Clark Simmons is officially reported dead. The sad news that Clark F. Simmons, son of Mr. and Mrs. Frank Simmons, of 209 Main Street, had been killed in action, was received by his parents on Wednesday night of last week in a telegram from the adjutant general’s department. This cleared up the suspense of his fate which had been in doubt since last November, when Simmons was reported missing in action.

June 25, 1919

75 YEARS AGO

In Cooperstown – Miss Mary McGown, who has been a student in Oberlin College, Oberlin, Ohio, arrived home for the summer on Saturday.
Dr. Charles H. Peckham of the Mary Imogene Bassett Hospital has returned from a meeting of the American Gynecological Society at Hershey, Pennsylvania where he participated in a discussion of several papers on “Eclampsia.”
Mr. and Mrs.

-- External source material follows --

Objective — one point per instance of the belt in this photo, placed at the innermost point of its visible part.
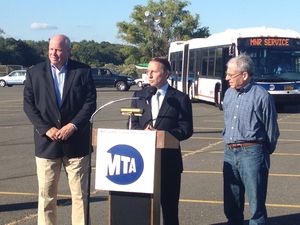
(241, 145)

Donald Reed received word Tuesday that their son, Pvt. Donald Reed, Jr., was a patient in an Army hospital in Italy with wounds receive recently on the front lines. Pvt. Reed was occupying a building which was hit by a Nazi shell. He sustained a fractured nose, a sprained knee and contusions. He reports that his condition is good.

June 28, 1944

25 YEARS AGO

Thanks to New York State taxpayers, $125,000 from New York State’s budget will be going towards renovations at Doubleday Field. Money allocated for Doubleday Field was part of a $135.5 million sports construction package to refurbish or repair 15 minor league baseball fields around the state.

June 28, 1995

10 YEARS AGO

Contractors David Butler and Chris Chandler are putting the final touches on a flag painted on the north side of a barn on Brian Tramontozzi’s farm on the Fly Creek Valley road. The flag, 14 by 30 feet is the correct proportion. Butler, Chandler and Ben Anderson have been restoring the barns on Three Hour Farm, so-named by Tramontozzi because it reflects the time it takes him to drive to Fly Creek from his home in the New York Metropolitan area. Because of the roughness of the barn’s siding, each star was individually cut, dipped in paint and nailed in place.